Universitätspräsidentin Gesine Schwan wird 65 und will noch einmal gegen Horst Köhler antreten
Es könnte aber auch an den 50 Mio. Euro liegen, die ihr die Sozialdemokraten im Jahr 2004 nach der verlorenen Wahl gegen Köhler gestiftet haben. Natürlich nicht fürs eigene Portemonnaie, sondern für ihre Universität Viadrina in Frankfurt/Oder. Den stattlichen Betrag hatte Schwan dem damaligen Kanzler
Gerhard Schröder aus den Rippen geleiert - quasi als Antrittspreis. Mit dem Geld hat sie ihre Hochschule zu einer Stiftungsuniversität nach amerikanischem Vorbild umgewandelt.
Altkanzler Schröder lässt bis heute nichts auf seine Parteifreundin kommen. Sie sei eine Persönlichkeit, die "die Herzen der Deutschen erobern" könne, adelt er die gebürtige Berlinerin. Sie zeichne sich durch Optimismus, Elan und einen erfrischenden Humor aus, schreibt Schröder ihr zum 65. Geburtstag in einem Beitrag für die "Märkische Oderzeitung". Er sei sich sicher, dass sie eine "gute Bundespräsidentin" geworden wäre und Deutschland in der Welt kompetent und würdig vertreten hätte. Redet Schwan über die Aufgaben eines Bundespräsidenten, klingt sie Horst Köhler verblüffend ähnlich. Politik müsse nachvollziehbarer werden, damit Vertrauen ermöglicht werde, sagt sie.
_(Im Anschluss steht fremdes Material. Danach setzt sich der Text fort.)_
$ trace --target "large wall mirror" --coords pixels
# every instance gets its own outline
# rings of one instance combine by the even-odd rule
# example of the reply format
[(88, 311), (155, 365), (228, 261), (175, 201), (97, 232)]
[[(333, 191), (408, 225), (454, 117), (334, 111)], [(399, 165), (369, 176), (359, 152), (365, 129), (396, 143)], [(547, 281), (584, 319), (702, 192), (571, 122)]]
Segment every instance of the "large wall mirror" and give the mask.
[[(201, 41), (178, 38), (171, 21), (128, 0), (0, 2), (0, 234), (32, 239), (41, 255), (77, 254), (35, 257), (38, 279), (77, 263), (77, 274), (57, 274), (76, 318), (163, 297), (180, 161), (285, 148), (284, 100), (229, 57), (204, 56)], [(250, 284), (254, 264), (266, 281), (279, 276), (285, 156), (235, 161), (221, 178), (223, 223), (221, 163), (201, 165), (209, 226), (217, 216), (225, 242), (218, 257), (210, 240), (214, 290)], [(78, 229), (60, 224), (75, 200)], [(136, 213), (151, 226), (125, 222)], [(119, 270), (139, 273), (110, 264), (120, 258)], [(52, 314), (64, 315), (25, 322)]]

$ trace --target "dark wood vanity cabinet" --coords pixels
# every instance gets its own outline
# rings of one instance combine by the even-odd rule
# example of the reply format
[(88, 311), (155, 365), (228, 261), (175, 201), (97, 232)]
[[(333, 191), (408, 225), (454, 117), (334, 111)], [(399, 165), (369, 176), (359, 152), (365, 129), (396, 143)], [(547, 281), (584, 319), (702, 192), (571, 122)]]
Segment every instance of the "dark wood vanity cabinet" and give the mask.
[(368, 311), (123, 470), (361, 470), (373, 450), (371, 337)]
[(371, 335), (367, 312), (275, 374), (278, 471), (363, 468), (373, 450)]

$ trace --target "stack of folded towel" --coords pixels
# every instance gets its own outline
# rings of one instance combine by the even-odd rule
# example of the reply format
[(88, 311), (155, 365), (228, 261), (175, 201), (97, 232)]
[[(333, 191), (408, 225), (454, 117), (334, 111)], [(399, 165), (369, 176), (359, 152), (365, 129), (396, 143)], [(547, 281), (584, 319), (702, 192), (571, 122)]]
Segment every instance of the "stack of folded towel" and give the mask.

Die "Bunte" schmeichelt Schwan im Vorgriff mit präsidialen Glückwünschen: "Happy Birthday, Mrs President?" überschreibt das Magazin seine Homestory über die Katholikin, die Großmutter geworden und mit dem Ex-Weltbank-Direktor und jetzigem Vorsitzenden von Transparency International, Peter Eigen, verheiratet ist. Doch das Fragezeichen ist groß. Ob sie die Wahl gewinnt, ist ihr vermutlich gar nicht so wichtig. Hauptsache, sie war dabei.